Our two and a half year old goes to pre-school 2 days a week. Sometimes when I pick him up I’ll arrive 10 minutes early so I can watch him play with the other kids. It brings a smile to your face to watch your child play when they don’t know that you’re watching them. I used to do the same thing when our dogs would go to doggie daycare. With children it’s easier to do because they all of them don’t rush the fences, plus their sense of smell isn’t as good as dogs.
One thing that used to make me cringe is participating in various things called ‘Mom’ or ‘mommy’. Said pre-school had a ‘Tea with Mommy’ social after class one day. I didn’t attend because I didn’t think it was a big deal. However, every mom was there and Toddler Mojo was uncharacteristically hyper, which quickly led to a major meltdown.
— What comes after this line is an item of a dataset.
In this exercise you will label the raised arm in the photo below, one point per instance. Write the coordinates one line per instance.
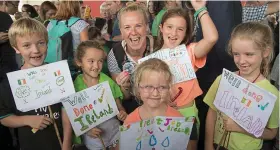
(210, 33)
Whoops. Lesson learned: whenever there is an event that all the moms care about then I, the dad, need to care about it too. My wife, who was out of town on a business trip, came back and said that she actually wanted to attend Tea with Mommy.
In a social media sense I’ve always been cool with attending events that were mom centered. BlogHer and Social Media Moms Celebration at Walt Disney World are two conferences I’m attending this year. I don’t expect them to change their names just because more dads are staying at home with the kids and blogging.
A lot was made about the census bureau and their counting stay at home dads as “child care”. That report registered an eye roll from me, but not too much more. It doesn’t matter how I, as a stay at home dad is classified or thought of. What matters is that I’m teaching our children the most, exposing them to different things and providing them as much love as possible.
If I have to attend Tea with Mommy (which I will in the future!), work harder to find groups of kids to play with or placate stereotypes-then that is my onus. Stay at home moms and stay at home dads do pretty much the same things and there isn’t a need to pigeon hole or stereotype either one of us.
I also run lot of errands during the week. A certain cashier at Wal Mart knows us by name and we try to go through their lane every time. He even knows that Toddler Mojo like mint and has a stash of them under the drawer.
We run the same errands as moms, but we probably go to Home Depot or Lowe’s more often than they do. Wait, is that stereotyping stay at home moms?
Loved it. I think stay at home dads are really great. And you’re obviously a good one!
Aww (blushing) thanks. Team effort, mom takes the weekends so I can recharge.
Stay at home DADS are refreshing- Those Mummy groups can be fabulous and dangerous
All of my friends across the pond who have kids are moms that stay at home. What’s the vibe on stay at home mom groups over there?
The good news is things are improving for dads. When I was at YOUR place, it was much worse. I remember how ALL the moms would ask me, “What do you do all day?” even though they knew my elementary school aged boys had ONLY me taking care of them when their mom left AND I was taking care of ailing parents. Imagine if I asked one of them what they did all day? BUT, what also got me were the dads. They also pretty much asked the same question – a different one. Theirs was, “So, when are you going back to work?”
Dads get a bad rap, but WE are changing that and I believe future generations of dads will have much less negativity and scorn to face!
Sometimes I still wonder what I do all day, but those are the bad days and every stay at home parent has them.